Google Blogoscoped

Monday, June 18, 2007

Sebastien Marcel on Face Recognition

Google recently released an option to show faces only in their image search results. Via instant messenger, I talked to face recognition software expert S├ębastien Marcel about this subject and more.


Hi Sebastien! Can you tell us a little bit about yourself – how old are you, where do you live, and what do you do?

I am 34. I leave in Martigny, Switzerland, and I work in a Research Institute called IDIAP. I am a research scientist in Image Processing and Pattern Recognition applied to Biometric Authentication and Multimodal Interaction. See my homepage for more details. I am particularly interested in the problem of face detection and recognition in images and videos.

What are some of the typical applications where people need image recognition?

Photo cataloging is an obvious one, but also biometric authentication (access to a bank account or cash machine, PIN code replacement on the cell phone or any cards), more secured applications such as identification of people such as terrorists (if possible), and more general applications in the domain of multi-modal interaction where a user can interact with a computer using the voice but also using gestures... you need to be able to recognize facial expressions, or to monitor elderly people and for that you need image processing and more particularly face detection and recognition.

Is face recognition very different from recognizing say a car, or an elephant, within a picture?

In practice yes. We are using very specific algorithms, it is very different with other objects. For instance, cars and other objects can be seen from any point of view while for a face this is more restricted. It is frontal most of the time, rotated in the plane or out-of-the plane of the image.

I see. Let’s take one of your applications, Google Portrait, which returns a list of faces only when you enter a search query. Can you explain the broad concept of how the face detection algorithm behind that works?

Yes. There are 3 main concepts:

Scanning consists of searching in the image at any scale, location and eventually in-plane orientation for a face within a fixed size sub-window.
Classification consists of deciding if this sub-window is a face or not and if yes, its pose (frontal, +- 25 degrees rotated, +- 45 degrees, +- 90 degrees, ...).
Merging consists of taking all sub-windows classified as faces and merge them when they overlap.

Classification is the most important step. Indeed, it has to be very fast because you need to test several thousands of sub-windows per image depending on the size of the image and on the size of faces you want to find.

Of course you can use tricks to reduce the number of sub-windows like focusing on skin color but this is not applicable in most of the cases because you can have gray-scale images, and also because of illumination that affects the color.
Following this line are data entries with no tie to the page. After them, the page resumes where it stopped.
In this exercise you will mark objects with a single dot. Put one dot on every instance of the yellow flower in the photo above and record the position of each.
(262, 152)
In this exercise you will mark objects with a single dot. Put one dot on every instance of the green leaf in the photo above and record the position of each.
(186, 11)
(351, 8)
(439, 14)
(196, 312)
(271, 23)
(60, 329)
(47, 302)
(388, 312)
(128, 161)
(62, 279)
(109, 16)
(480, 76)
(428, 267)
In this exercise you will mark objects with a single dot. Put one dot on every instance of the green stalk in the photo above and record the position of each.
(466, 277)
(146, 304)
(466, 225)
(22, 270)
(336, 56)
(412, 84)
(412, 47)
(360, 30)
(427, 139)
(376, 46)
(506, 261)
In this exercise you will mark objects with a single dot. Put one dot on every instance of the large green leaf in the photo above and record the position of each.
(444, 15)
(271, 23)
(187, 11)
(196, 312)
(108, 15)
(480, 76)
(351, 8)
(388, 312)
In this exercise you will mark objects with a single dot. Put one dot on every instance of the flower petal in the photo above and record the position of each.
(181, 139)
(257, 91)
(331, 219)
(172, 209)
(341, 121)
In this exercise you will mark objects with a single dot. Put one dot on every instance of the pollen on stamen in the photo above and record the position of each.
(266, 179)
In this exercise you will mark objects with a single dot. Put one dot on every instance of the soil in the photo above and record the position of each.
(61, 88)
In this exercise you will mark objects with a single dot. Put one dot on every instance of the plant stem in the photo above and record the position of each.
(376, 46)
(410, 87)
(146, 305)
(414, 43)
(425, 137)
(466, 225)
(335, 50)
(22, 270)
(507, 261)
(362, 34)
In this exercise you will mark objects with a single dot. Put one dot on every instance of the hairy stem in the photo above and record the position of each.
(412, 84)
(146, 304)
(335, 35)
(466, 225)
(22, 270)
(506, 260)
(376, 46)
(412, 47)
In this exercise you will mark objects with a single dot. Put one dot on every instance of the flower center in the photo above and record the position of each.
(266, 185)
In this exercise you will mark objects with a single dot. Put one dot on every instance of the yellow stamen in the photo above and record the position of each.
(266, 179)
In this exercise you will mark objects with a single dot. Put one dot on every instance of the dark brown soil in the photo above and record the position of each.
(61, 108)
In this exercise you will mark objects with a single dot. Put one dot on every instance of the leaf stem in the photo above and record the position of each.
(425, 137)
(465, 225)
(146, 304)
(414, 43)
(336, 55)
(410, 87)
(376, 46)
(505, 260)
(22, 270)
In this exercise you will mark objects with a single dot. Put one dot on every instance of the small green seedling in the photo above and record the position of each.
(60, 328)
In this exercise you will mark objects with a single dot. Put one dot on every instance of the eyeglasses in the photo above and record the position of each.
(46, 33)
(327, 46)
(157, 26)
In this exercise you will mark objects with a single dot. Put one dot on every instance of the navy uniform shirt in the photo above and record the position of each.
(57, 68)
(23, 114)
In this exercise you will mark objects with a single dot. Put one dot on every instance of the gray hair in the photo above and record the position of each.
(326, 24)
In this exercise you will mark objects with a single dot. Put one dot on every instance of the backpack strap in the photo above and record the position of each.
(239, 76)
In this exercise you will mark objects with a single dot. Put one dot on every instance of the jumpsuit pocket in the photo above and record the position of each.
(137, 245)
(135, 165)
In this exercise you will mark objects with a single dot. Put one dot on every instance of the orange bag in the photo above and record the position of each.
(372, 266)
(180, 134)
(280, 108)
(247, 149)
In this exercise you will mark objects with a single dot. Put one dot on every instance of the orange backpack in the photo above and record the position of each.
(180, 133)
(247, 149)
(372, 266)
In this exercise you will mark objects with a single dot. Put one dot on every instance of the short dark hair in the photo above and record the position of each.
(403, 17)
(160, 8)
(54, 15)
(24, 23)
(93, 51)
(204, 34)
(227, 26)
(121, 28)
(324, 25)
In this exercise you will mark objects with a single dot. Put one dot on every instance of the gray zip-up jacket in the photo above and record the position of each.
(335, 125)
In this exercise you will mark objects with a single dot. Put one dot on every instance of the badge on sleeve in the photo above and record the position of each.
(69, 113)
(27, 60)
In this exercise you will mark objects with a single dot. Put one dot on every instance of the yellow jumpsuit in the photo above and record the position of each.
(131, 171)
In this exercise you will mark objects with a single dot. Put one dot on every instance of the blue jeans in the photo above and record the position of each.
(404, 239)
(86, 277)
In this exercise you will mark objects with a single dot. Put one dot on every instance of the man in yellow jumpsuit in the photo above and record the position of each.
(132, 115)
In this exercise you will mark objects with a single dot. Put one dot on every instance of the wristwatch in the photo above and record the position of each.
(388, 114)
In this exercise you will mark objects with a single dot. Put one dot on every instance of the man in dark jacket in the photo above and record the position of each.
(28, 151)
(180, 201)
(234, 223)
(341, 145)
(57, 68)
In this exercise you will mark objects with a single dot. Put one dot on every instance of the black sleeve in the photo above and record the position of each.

If you take 2 movies such as MI2 [AVI] and Matrix [AVI] for instance, in the first case you can have skin everywhere at the beginning because you have rocks with skin-like color, and in Matrix all faces are “greenish” and people wear sunglasses (See more examples.)

When is a sub-window a face? When it contains a nose, or one eye, or does it have to be a complete face?

Your question is related to the general classification problem, I will try to answer. Best techniques don’t try to decompose the face into parts to say this is a face because if you do so, let’s say the face contains a nose, a mouth and eyes, you have (1) to find a way to detect those facial features and (2) you are in trouble to find a face if a feature is missing. So best techniques are based on so-called statistical models that learn from data:

We generally need a large number of faces under various conditions (several databases exist and it is easy to produce a database of several thousands of faces) and we also need image examples without faces. From those 2 sets, we use a training algorithm that finds discriminant features (pixel values or anything else computed from the image) between faces and non-faces.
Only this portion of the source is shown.